On May 31, 2013, we reiterated our long-term recommendation on Ventas Inc. (VTR - Analyst Report) at Neutral. Our stance was based on the company’s successful execution of strategic initiatives. However, Ventas’ reliance on a few tenants for revenue generation, exposes it to concentration risks and this remains a plausible concern.
Ventas once again posted impressive results for first-quarter 2013. Its normalized FFO (funds from operations) reached $1.03 per share in the reported quarter, 4.0% ahead of the Zacks Consensus Estimate of $0.99 and 13% above the year-ago figure of $0.91. The results benefited from strategic investments in 2012, decent senior housing communities’ performance and increased rent from its triple-net lease and medical office buildings portfolios. However, a rise in expenses, debts, asset sales and loan repayments acted as dampeners.

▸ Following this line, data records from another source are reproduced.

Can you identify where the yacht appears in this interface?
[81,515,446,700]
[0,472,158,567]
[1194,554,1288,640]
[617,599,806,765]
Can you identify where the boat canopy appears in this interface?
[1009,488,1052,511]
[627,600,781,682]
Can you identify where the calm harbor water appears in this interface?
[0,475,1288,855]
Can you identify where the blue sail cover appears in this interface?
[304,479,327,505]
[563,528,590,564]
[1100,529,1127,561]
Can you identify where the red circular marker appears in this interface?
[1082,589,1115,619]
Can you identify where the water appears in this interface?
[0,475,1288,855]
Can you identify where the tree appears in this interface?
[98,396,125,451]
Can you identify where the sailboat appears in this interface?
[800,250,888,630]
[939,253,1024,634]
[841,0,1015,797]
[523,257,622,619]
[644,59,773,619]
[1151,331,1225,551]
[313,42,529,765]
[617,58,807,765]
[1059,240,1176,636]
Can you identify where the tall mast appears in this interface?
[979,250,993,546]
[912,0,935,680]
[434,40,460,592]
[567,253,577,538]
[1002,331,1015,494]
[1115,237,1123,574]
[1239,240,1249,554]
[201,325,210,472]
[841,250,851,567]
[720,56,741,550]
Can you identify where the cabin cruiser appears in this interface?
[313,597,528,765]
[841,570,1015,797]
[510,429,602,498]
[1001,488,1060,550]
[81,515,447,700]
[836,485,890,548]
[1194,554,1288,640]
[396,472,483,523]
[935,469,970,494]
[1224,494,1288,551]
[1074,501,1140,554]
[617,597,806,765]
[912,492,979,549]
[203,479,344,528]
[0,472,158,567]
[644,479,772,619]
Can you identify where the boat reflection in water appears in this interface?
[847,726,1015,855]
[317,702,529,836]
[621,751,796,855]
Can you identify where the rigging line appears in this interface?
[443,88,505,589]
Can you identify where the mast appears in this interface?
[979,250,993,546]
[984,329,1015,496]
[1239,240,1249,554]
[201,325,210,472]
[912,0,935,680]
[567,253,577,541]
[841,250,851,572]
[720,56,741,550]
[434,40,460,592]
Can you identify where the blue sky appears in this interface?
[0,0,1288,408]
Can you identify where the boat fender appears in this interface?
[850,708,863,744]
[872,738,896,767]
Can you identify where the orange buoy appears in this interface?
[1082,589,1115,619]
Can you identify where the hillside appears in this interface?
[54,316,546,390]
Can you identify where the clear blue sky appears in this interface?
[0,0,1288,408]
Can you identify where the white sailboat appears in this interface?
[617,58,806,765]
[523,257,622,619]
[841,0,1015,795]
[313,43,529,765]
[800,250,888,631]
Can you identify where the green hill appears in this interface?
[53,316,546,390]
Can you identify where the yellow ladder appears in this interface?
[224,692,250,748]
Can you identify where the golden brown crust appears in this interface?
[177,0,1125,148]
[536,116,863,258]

Notably, Ventas has one of the largest and most diversified portfolios in the healthcare sector with exposure to all types of facilities. The product diversity of the company allows it to capitalize on opportunities in different markets based on individual market dynamics.Consequently, Ventas has achieved normalized FFO/share compound annual growth rate (CAGR) of 15% since 2010.
However, as a large portion of the company’s revenues originates from a few tenants, it is vulnerable to concentration risks. In 2012, the company generated 49.6% of its total revenue from senior living operation, 10.5% from Kindred, and 6.4% from Brookdale Senior Living.
Following the release of first-quarter 2013 results, over the last 30 days, the Zacks Consensus Estimate for 2013 moved north by 0.2% to $4.10 per share. However, for 2014, it remained stable at $4.30 per share. The stock now carries a Zacks Rank #3 (Hold).
Other Stocks to Consider
Better performing REITs include Sunstone Hotel Investors, Inc. (SHO - Snapshot Report) , Diamondrock Hospitality Co. (DRH - Snapshot Report) and Extra Space Storage Inc. (EXR - Snapshot Report) . While Sunstone has a Zacks Rank #1 (Strong Buy), the last two stocks carry a Zacks Rank #2 (Buy).
Note: FFO, a widely accepted and reported measure of the performance of REITs is derived by adding depreciation, amortization and other non-cash expenses to net income.